Søren Kragh-Jacobsen's film is the third release from Dogma 95 (after Lars von Trier's Idiots and Thomas Vinterberg's The Celebration), and under the title Mifunes sidste sang ("Mifune's Last Song") it won the Silver Bear (second place, behind Terrence Malick's The Thin Red Line) at last year's Berlin Film Festival. Yuppie Kresten (Anders W. Berthelsen) has just settled into Copenhagen life with new bride Claire (Sofie Gråbøl) when the news of his father's death arrives and he has to return to the Danish countryside to care for Rud (Jesper Asholt), his mentally handicapped brother, who's the Toshiro Mifune fan.
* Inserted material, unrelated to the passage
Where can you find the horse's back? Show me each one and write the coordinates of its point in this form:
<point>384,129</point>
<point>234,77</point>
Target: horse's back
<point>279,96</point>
Naturally Liva (Iben Hjelje), the housekeeper Kresten hires from the city to look after Rud, turns out to be a hooker, and complications, some grim, some amusing, ensue. Kragh-Jacobsen fulfills the official Dogma precepts of simple and straightforward (and the unofficial requirement of quirky), but his film eventually gives in to sentimentality, and no points will be awarded for guessing whether our hero winds up with Claire or Liva.